Profile config (0-profile.md) uses YAML frontmatter:

---
name: api-review
description: For reviewing and reimplementing API endpoints with security focus.
extends: coding
isolation: worktree
pre_checks: |
  {test_command} 2>&1
  npm audit 2>&1
---

## Approach Hints

1. "Focus on input validation and authentication — treat every caller as untrusted."
2. "Optimize for observability — structured logging, error codes, request tracing."
3. "Design for backward compatibility — existing clients must not break."

Inheritance: Set extends: coding to inherit all prompts from the coding profile and override only what you change. Files present in your profile replace the base; missing files are inherited. One level of inheritance max.

Install locations:

  • Project-local: ./profiles/my-profile/ (checked into your repo)
  • Personal: ~/.slot-machine/profiles/my-profile/ (available in all projects)

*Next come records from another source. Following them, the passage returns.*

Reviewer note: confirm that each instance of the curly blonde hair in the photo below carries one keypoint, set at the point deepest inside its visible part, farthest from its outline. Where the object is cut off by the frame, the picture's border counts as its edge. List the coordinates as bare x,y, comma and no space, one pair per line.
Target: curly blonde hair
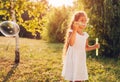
76,17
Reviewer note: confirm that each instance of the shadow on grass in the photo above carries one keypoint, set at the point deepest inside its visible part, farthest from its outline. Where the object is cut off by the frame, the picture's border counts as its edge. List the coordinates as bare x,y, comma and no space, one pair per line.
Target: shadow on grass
9,74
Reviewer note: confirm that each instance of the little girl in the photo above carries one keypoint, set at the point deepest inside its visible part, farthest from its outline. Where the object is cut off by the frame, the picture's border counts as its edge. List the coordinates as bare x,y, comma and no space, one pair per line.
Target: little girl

Use it: /slot-machine with profile: my-profile

Or set as project default in CLAUDE.md:

slot-machine-profile: my-profile

All prompts receive universal variables ({{SPEC}}, {{PROJECT_CONTEXT}}, {{APPROACH_HINT}}, etc.) — your prompts just need to reference them.

Why Not Just Ask Claude to Do It 5 Times?

We tried that. Five parallel implementations, no skill, Claude doing what it naturally does. The parallelism worked fine. Six things broke:

Self-review finds nothing. The same agent that wrote the code reviewed it. In our benchmark, self-review found 0 bugs. Independent reviewers found 3 — including a crash-severity TypeError. You can't objectively evaluate your own work.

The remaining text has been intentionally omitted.